Feci un cenno al tecnico del suono.

La base partì. Quel giro di basso lento, sporco.

Chiusi gli occhi. Non ero più a Milano. Non ero più davanti alle telecamere. Ero nella mia stanza, ero nel treno con Martina, ero nel dolore di non essere mai abbastanza.

Quando attaccai la prima strofa — «Lie to me... and tell me everything is all right...» — non cantai. Ruggii.

Sentii la distorsione naturale della mia gola graffiare l'aria. La voce uscì sabbiosa, nera, antica.

Quando arrivai al ritornello, aprendo il diaframma, sentii quel potere che mi spaventava sempre prendere il sopravvento. Non stavo controllando la nota, la stavo cavalcando.

Quando l'ultima nota sfumò, ci fu un secondo di silenzio totale.

Poi, il boato.

I quattro giudici erano in piedi.

Non applaudivano per cortesia. Applaudivano perché erano scioccati.

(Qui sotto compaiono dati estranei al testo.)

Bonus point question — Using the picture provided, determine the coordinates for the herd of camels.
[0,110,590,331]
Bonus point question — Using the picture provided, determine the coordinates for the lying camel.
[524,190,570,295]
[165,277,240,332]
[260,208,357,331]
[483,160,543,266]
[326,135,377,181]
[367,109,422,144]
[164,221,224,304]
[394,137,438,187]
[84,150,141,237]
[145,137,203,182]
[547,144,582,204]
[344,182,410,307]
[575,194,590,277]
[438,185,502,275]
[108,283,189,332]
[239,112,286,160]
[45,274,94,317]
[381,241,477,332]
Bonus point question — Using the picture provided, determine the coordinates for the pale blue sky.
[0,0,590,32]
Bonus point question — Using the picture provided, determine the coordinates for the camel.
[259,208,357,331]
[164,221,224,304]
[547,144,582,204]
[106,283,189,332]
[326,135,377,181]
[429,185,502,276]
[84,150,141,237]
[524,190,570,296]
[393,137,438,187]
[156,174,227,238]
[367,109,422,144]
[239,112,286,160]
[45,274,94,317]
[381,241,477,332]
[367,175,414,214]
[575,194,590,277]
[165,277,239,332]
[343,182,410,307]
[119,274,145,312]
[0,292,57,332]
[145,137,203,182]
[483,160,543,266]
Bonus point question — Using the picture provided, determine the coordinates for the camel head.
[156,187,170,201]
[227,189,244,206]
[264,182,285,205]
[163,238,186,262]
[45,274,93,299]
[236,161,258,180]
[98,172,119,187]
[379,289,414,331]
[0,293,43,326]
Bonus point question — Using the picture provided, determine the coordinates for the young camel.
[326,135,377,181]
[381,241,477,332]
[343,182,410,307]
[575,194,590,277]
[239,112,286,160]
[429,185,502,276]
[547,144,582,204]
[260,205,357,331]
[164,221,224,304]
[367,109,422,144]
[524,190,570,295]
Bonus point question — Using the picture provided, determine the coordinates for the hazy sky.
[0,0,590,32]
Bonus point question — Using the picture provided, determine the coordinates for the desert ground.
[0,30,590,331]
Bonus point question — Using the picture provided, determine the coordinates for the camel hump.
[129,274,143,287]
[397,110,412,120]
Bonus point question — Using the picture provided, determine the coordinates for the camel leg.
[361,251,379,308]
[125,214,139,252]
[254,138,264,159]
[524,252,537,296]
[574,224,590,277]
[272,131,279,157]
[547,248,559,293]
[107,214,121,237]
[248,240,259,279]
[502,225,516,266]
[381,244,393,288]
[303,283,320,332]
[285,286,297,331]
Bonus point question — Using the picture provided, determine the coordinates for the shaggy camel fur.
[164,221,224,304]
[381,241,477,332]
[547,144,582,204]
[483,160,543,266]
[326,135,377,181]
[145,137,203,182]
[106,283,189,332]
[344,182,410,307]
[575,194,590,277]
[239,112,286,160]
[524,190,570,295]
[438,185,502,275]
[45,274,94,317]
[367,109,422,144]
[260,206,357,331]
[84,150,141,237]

La donna scuoteva la testa, ma stavolta sorrideva incredula.

«Cazzo,» disse il rapper, dimenticandosi di essere in fascia protetta. «Cazzo.»

La finale era garantita. Lo sentivo nell'aria elettrica.

«Avvicinati,» disse l'uomo al centro, guardando il mio modulo d'iscrizione. Sembrava confuso. «C'è scritto qui... Elia Rustico.»

Il gelo mi scese lungo la schiena.

L'euforia evaporò in un istante.

«Sì,» dissi.

«Rustico...» Il giudice si grattò il mento. «Sapevo che Corrado Rustico, il chitarrista storico di Zucchero, aveva un figlio maschio più o meno della tua età. Sei tu?»

Il silenzio in studio cambiò peso. Divenne giudicante. Curioso.

Sentii gli occhi di tutti addosso. Ecco il raccomandato. Ecco il figlio di papà.

Guardai Martina dietro le quinte. Lei non si muoveva. Mi fissava intensa, come per dirmi: Dillo. Dì la verità e fregatene.

«Sì,» dissi al microfono. La voce ferma. «Sono suo figlio.»

Vidi i giudici scambiarsi un'occhiata significativa.

«Beh,» disse la donna, «buon sangue non mente. Hai intenzione di portare avanti la tradizione di famiglia? Ti vedremo con la chitarra ai Live?»

Strinsi il microfono finché le nocche non divennero bianche.

«No,» risposi secco. «Non voglio seguire le orme di mio padre. Rispetto la sua musica, ma quella è la sua strada.»

Alzai lo sguardo, fissandoli uno per uno.

«Io non suono la chitarra. Il mio strumento è questo,» dissi, toccandomi la gola. «E voglio che basti questo.»

Ci fu un attimo di pausa, poi l'applauso ripartì, più forte di prima.

Avevo passato il turno.

Ma mentre uscivo dal palco, con le gambe che tremavano di nuovo, sapevo che la vera sfida non era X Factor.

La vera sfida sarebbe stata tornare a casa e dirlo a Corrado Rustico.